A criação da Secretaria Extraordinária de Transportes e Mobilidade, órgão recente da estrutura administrativa municipal, reforça a necessidade de um conselho que acompanhe essa nova realidade institucional. O COMMU, conforme o texto do projeto, terá caráter consultivo, reunindo representantes da administração pública e da sociedade civil para debater e acompanhar temas como planejamento da mobilidade, concessões de transporte público, campanhas educativas e definição de tarifas, entre outros.
Composição e funcionamento
O COMMU será formado por 22 membros titulares e 22 suplentes, divididos igualmente entre representantes do poder público e da sociedade civil. Entre os órgãos governamentais representados estão secretarias municipais como Infraestrutura Urbana, Meio Ambiente, Fazenda, Desenvolvimento Social e Econômico, além da Procuradoria Geral do Município, da Coordenadoria de Trânsito e da Assessoria Técnica em Transportes.
Já no setor da sociedade civil, estarão presentes representantes da empresa concessionária do transporte coletivo, taxistas, Câmara de Comércio e Indústria (CACISC), OAB, Brigada Militar, UCAB, UFSM – Campus Cachoeira do Sul, sindicatos dos trabalhadores rodoviários e rurais, Associação dos Contabilistas e do Núcleo de Engenharia Civil, Arquitetura e Agronomia (NEA).
Os membros terão mandato de dois anos, com possibilidade de recondução uma vez.
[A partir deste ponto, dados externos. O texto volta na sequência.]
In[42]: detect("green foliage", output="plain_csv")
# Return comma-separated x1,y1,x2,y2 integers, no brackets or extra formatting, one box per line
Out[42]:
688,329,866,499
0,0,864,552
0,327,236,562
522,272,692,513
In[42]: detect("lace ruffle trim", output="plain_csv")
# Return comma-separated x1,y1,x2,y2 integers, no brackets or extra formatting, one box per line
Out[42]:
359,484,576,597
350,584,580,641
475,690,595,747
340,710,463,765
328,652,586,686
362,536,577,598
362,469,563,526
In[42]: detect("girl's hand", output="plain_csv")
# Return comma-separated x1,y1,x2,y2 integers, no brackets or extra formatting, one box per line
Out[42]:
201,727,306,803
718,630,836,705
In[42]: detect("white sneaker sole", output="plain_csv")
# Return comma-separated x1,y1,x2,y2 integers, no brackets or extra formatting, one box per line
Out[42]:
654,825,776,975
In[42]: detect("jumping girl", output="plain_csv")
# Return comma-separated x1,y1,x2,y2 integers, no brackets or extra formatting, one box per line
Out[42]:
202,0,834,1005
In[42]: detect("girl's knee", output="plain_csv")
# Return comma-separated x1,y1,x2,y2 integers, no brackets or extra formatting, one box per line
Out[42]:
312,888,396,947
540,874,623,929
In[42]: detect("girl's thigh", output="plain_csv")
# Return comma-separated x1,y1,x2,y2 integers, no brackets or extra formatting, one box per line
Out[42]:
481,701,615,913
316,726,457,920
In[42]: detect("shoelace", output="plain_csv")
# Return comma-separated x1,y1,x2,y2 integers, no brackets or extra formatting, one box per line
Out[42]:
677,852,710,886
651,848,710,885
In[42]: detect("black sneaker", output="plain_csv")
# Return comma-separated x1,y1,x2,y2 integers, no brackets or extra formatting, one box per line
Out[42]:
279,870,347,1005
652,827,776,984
O projeto estabelece regras para a substituição de conselheiros ausentes, além de detalhar o processo de eleição da presidência do colegiado, que terá direito a voto apenas em caso de empate.
Atribuições
Entre as competências do COMMU estão o acompanhamento e avaliação da política municipal de mobilidade, emissão de pareceres técnicos, proposição de diretrizes para o transporte público, análise de contratos de concessão e definição de critérios de qualidade e segurança dos serviços.
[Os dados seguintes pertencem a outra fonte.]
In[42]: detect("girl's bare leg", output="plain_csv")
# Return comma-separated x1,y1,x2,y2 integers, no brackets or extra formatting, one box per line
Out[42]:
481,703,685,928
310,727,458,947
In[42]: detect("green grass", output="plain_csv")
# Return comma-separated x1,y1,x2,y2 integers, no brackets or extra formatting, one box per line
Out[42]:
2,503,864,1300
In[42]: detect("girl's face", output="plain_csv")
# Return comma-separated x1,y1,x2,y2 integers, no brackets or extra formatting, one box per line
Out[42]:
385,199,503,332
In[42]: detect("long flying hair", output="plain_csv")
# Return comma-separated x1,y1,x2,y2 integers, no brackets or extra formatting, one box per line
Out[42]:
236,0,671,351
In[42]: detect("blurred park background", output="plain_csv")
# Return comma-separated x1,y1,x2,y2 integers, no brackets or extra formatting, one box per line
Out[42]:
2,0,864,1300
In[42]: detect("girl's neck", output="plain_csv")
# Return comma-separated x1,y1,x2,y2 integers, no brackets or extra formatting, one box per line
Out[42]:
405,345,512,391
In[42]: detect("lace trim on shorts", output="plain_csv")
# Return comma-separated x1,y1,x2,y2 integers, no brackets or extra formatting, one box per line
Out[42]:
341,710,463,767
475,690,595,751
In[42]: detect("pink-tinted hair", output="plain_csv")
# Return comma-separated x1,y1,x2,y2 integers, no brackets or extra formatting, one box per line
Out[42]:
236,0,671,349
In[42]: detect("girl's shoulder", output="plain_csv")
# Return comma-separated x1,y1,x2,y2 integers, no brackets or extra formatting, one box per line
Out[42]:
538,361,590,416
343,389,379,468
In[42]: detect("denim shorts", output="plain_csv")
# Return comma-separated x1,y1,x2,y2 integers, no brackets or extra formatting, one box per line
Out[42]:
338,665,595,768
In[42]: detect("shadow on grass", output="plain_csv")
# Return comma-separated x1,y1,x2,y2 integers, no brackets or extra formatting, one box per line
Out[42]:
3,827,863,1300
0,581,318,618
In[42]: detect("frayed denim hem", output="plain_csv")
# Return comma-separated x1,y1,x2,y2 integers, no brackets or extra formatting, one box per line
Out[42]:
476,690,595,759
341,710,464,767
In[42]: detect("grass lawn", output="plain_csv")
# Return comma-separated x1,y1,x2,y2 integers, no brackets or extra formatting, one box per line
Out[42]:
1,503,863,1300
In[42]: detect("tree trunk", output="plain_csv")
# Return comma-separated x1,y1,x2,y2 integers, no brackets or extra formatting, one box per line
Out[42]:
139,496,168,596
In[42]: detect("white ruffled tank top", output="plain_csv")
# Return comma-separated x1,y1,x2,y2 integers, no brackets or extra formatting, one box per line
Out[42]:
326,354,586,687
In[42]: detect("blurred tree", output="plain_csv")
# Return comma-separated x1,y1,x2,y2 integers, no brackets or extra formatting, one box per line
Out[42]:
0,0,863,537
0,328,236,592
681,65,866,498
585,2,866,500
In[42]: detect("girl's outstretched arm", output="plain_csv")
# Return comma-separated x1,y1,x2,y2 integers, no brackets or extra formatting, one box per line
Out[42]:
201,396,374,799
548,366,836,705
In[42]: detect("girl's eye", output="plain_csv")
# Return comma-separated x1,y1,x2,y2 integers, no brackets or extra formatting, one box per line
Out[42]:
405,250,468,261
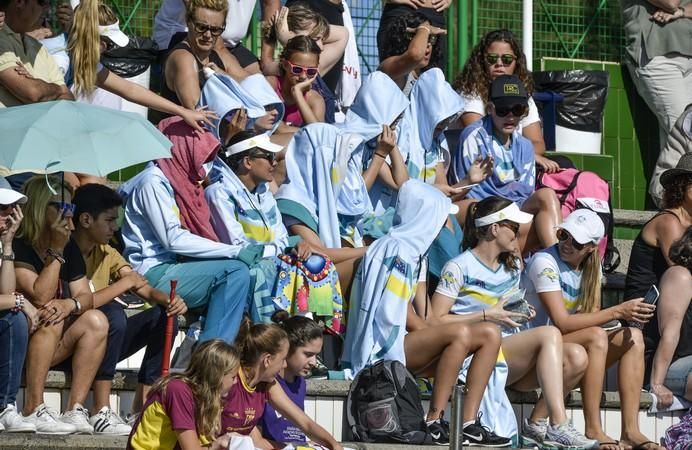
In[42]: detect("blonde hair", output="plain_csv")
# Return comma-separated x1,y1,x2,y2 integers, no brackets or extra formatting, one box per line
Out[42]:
69,0,102,96
185,0,228,25
98,3,118,25
577,248,602,313
149,340,240,439
262,3,330,45
17,176,72,246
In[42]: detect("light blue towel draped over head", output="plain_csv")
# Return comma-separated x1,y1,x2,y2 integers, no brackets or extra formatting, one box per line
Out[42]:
240,73,285,134
342,180,453,377
198,73,267,140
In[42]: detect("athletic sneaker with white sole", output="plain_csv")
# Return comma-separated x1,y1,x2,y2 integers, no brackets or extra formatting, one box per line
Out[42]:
89,407,132,435
462,414,512,447
0,404,37,432
59,403,94,434
23,404,77,435
521,417,548,448
544,420,598,449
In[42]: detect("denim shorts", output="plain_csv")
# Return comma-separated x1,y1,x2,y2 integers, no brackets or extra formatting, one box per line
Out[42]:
664,354,692,396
O conselho também poderá opinar sobre campanhas educativas e propor projetos alternativos para modicidade tarifária, além de participar da elaboração de políticas de mobilidade sustentável.
Aprovação e prazos
De acordo com o projeto, o Regimento Interno do COMMU deverá ser aprovado em até 30 dias após a publicação da lei que o institui. O plenário do conselho será responsável pela deliberação das pautas, com sessões ordinárias convocadas com antecedência mínima de 48 horas e quórum mínimo de 50% dos membros.
A posse da composição do conselho deverá ocorrer em até 30 dias após a publicação oficial da lei, e a administração municipal ficará encarregada de fornecer os dados técnicos necessários às análises do órgão.
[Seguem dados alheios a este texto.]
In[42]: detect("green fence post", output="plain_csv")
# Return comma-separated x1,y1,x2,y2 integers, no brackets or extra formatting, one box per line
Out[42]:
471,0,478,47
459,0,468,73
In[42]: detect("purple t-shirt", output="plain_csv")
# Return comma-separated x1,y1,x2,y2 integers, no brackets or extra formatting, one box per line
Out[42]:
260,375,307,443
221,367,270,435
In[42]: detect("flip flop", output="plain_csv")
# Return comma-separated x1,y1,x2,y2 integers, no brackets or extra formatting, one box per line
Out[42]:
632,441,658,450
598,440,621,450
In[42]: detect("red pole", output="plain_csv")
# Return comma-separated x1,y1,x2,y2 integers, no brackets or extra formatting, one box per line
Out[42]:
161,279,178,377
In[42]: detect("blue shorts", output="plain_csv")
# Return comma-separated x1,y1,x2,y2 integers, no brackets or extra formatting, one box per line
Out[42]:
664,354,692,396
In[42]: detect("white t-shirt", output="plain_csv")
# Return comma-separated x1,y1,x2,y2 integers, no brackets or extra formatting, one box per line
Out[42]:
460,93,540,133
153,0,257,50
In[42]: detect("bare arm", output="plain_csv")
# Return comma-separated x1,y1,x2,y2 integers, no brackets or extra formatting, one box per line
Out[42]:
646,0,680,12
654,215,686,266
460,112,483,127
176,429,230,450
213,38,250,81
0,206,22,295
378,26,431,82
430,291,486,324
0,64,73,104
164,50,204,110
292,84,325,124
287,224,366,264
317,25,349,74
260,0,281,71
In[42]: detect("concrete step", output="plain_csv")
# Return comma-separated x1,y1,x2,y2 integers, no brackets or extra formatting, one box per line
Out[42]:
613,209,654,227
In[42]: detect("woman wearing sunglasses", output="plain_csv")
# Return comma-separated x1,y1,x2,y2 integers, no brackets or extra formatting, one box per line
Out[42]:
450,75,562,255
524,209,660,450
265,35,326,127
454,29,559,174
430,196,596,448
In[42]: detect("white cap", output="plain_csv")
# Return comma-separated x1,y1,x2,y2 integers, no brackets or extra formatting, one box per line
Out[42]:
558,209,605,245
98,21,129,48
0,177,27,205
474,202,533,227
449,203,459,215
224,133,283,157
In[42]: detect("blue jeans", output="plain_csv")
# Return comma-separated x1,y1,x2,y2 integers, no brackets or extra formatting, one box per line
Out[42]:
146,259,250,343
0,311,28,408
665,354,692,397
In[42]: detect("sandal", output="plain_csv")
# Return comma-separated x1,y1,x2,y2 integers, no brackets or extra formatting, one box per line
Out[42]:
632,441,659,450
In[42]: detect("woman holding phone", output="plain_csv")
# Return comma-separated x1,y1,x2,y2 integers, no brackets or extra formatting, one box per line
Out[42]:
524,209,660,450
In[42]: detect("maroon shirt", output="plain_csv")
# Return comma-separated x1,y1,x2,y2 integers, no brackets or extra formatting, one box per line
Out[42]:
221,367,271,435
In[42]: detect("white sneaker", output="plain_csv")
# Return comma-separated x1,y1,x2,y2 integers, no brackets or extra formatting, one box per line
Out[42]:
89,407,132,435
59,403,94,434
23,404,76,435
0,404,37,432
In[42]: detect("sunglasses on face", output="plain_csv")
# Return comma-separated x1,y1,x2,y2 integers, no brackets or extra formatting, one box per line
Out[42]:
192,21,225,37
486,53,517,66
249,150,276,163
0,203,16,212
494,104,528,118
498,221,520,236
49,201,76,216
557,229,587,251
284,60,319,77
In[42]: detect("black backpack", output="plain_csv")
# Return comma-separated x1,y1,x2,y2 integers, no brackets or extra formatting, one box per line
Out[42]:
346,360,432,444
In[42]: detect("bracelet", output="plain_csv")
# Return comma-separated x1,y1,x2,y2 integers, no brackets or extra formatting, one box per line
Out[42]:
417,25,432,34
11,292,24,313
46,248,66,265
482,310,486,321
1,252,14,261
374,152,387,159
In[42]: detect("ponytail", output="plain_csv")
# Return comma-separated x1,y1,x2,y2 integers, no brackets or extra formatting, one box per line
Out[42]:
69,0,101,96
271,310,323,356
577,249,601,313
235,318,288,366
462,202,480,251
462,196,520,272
Apoio dos conselhos atuais
A proposta de unificação dos conselhos de Trânsito e Transportes foi debatida em reunião no dia 1º de julho e contou com o apoio dos presidentes das duas entidades: Mauro Roepke Severo (Trânsito) e Luiz Anibal Vieira Machado (Transportes). O consenso entre os setores envolvidos é um dos principais argumentos da Prefeitura para a aprovação célere do projeto, que, segundo o Executivo, representa um avanço para a mobilidade urbana de Cachoeira do Sul.
Com a criação do COMMU, a Prefeitura revoga as Leis Municipais nº 3.142/1999 e nº 4.251/2013, que regulamentavam os conselhos anteriores, adequando-se assim às diretrizes da Política Nacional de Mobilidade Urbana e às novas exigências de gestão integrada no setor.